Avec le recul, cet album de 2005 est souvent considéré comme le point culminant de la “renaissance” artistique de McCartney entamée à la fin des années 90 (Flaming Pie en 1997 étant parfois cité comme le début de cette belle série). Des sites spécialisés ou des fan-clubs le placent régulièrement parmi les meilleurs albums solo de Paul, aux côtés des incontournables Band on the Run (1973) ou Ram (1971). Nombre de fans de longue date y voient la preuve que McCartney, même sexagénaire, pouvait encore se renouveler et offrir des chansons à la hauteur de sa légende. L’album a aussi gagné de nouveaux admirateurs plus jeunes, sensibles à la patte de Nigel Godrich : certains amateurs de Radiohead ou Beck ont découvert à cette occasion un McCartney différent de l’icône mainstream qu’ils imaginaient.
Impact dans la carrière de McCartney et anecdotes de la période
Dans la discographie pléthorique de Paul McCartney, Chaos and Creation in the Backyard occupe désormais une place à part. D’aucuns parlent d’“album de la maturité”, ou de « sommet tardif » dans sa carrière solo. Il se distingue par son unité de ton et par la profondeur de son contenu, et beaucoup estiment qu’il n’a pas d’équivalent direct dans ses autres travaux. En effet, c’est la première (et à ce jour la seule) fois que McCartney a travaillé intégralement avec Nigel Godrich. Cette collaboration ne se répétera pas : si l’entente artistique a été réelle, le processus éprouvant a sans doute dissuadé Paul de rempiler immédiatement avec le même producteur. Son album suivant, Memory Almost Full (2007), repartira dans une direction différente – plus énergique, avec un autre producteur (David Kahne) – comme s’il ne voulait pas se répéter. Chaos and Creation restera donc un coup unique, une parenthèse singulière dans sa discographie.
L’impact de cet album se mesure aussi à l’aune de la confiance retrouvée de McCartney dans les années qui ont suivi. Fort de ce succès critique, il s’est montré plus aventureux dans ses choix ultérieurs. On peut voir dans Chaos and Creation le précurseur de sa démarche sur l’album New (2013), où il collaborera avec de jeunes producteurs (Mark Ronson, Giles Martin, etc.) pour mixer son style avec des sensibilités modernes. De même, son travail plus récent avec Kanye West ou avec le producteur Greg Kurstin (Egypt Station, 2018) témoigne d’une envie de dialogue intergénérationnel probablement confortée par l’expérience réussie avec Godrich.

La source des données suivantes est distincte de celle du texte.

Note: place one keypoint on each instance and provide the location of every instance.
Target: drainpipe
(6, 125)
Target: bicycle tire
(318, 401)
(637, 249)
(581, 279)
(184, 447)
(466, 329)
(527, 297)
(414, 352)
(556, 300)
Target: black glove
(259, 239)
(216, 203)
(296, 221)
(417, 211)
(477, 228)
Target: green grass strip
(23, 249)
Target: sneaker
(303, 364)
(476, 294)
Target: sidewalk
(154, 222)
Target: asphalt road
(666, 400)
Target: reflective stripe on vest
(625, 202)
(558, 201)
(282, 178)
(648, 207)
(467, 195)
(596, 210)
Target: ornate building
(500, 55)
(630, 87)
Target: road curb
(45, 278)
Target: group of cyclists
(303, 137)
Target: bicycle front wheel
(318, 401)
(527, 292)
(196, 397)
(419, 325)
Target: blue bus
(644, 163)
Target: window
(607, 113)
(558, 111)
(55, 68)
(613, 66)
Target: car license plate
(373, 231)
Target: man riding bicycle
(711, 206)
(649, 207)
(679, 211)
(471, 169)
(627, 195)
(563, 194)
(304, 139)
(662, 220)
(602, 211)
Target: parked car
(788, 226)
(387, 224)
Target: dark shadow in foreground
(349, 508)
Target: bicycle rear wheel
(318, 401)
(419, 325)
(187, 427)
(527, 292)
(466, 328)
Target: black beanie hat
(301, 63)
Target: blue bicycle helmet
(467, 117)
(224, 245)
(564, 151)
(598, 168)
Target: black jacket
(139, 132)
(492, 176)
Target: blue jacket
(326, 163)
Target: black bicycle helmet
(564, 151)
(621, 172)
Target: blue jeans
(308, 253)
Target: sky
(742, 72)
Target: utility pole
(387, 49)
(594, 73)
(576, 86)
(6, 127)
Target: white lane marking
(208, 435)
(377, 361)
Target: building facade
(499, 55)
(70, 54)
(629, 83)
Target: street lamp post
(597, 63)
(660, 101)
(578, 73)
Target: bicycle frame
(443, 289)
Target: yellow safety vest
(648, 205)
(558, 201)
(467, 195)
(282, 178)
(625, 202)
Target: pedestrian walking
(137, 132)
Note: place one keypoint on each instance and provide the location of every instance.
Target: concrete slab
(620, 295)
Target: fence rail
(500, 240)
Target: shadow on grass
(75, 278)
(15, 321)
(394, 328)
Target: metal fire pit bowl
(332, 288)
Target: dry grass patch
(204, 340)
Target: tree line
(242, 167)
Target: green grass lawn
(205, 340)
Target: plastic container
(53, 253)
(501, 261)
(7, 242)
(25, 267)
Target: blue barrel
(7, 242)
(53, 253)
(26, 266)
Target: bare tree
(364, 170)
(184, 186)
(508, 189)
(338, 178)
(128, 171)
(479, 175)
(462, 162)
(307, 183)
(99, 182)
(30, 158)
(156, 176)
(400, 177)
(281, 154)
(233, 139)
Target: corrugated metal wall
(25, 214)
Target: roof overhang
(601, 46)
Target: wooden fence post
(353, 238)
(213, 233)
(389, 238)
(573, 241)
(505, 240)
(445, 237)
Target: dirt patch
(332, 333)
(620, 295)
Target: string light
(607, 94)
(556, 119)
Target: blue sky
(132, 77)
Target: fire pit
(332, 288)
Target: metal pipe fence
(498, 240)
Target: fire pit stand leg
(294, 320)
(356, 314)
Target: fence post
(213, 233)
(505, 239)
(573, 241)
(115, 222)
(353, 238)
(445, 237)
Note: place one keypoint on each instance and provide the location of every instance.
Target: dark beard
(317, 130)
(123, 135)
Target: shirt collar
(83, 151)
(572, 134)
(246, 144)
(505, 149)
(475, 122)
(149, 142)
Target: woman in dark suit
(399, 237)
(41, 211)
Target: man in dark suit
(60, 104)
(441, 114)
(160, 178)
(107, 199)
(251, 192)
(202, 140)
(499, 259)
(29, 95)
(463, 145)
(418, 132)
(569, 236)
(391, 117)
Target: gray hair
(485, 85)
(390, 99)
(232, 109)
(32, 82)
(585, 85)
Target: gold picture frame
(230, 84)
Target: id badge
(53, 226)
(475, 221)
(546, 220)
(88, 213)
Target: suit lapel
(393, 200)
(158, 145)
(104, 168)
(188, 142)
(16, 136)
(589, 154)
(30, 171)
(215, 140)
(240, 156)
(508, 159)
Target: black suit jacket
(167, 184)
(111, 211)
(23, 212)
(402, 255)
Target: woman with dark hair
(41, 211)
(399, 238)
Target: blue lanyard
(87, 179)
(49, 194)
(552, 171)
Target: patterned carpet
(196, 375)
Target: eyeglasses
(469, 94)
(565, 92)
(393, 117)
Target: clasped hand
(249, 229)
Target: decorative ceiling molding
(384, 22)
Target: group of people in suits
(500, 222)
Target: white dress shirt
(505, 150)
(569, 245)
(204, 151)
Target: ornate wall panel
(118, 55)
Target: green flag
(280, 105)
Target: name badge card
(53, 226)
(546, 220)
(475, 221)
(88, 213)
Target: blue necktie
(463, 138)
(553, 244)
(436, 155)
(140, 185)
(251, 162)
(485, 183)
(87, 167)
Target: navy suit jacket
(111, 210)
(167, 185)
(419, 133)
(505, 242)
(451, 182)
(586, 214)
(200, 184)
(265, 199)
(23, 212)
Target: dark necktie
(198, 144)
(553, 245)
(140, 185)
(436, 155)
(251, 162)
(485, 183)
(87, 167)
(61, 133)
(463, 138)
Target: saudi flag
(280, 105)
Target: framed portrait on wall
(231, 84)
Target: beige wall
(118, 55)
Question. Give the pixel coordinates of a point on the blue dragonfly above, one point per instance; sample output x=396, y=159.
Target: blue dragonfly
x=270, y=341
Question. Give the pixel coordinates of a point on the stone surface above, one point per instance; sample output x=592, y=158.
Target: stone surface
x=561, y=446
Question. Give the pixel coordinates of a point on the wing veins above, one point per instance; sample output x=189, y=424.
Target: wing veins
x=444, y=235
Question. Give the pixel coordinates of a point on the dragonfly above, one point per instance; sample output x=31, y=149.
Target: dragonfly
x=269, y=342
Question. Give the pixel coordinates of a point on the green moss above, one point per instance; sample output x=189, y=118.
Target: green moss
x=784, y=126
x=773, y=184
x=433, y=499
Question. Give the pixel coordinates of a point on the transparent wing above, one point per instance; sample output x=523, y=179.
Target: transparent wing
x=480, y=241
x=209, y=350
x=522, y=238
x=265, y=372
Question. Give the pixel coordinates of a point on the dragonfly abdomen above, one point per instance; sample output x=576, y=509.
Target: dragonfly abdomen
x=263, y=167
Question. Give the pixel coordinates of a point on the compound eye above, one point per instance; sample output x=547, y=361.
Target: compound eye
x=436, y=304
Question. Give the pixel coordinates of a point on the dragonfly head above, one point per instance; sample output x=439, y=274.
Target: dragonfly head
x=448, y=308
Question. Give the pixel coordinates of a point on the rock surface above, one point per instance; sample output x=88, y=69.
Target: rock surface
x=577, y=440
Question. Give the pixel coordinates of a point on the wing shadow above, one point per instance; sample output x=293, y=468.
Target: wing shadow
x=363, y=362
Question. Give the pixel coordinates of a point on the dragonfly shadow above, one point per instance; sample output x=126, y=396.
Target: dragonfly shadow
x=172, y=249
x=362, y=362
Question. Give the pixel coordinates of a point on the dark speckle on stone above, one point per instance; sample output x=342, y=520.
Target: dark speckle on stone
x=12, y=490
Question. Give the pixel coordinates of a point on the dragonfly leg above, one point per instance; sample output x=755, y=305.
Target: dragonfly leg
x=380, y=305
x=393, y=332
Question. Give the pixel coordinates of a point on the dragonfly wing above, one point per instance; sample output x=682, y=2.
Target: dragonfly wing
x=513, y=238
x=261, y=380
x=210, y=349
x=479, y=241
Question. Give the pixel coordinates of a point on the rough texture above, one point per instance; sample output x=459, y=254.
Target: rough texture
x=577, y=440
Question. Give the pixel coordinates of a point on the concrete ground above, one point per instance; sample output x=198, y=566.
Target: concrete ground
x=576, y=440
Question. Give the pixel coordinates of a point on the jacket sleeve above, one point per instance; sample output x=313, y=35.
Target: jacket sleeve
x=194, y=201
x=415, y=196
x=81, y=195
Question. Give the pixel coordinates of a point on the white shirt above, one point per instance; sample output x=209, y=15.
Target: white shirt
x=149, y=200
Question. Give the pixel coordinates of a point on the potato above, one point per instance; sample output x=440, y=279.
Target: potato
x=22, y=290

En termes d’héritage, Chaos and Creation in the Backyard a montré qu’il était possible, pour un artiste de la trempe de McCartney, de surprendre encore et de se renouveler sincèrement passé 60 ans. Cet album a souvent été cité en exemple pour d’autres vétérans de la pop cherchant un second souffle. Il prouve que la prise de risque – accepter la critique d’un producteur pointilleux, se mettre en danger artistiquement – peut être payante, y compris lorsqu’on a déjà tout prouvé. À ce titre, Chaos a renforcé le respect de la communauté musicale pour McCartney : on ne parle plus seulement du « légendaire ex-Beatle », mais aussi du créateur toujours pertinent.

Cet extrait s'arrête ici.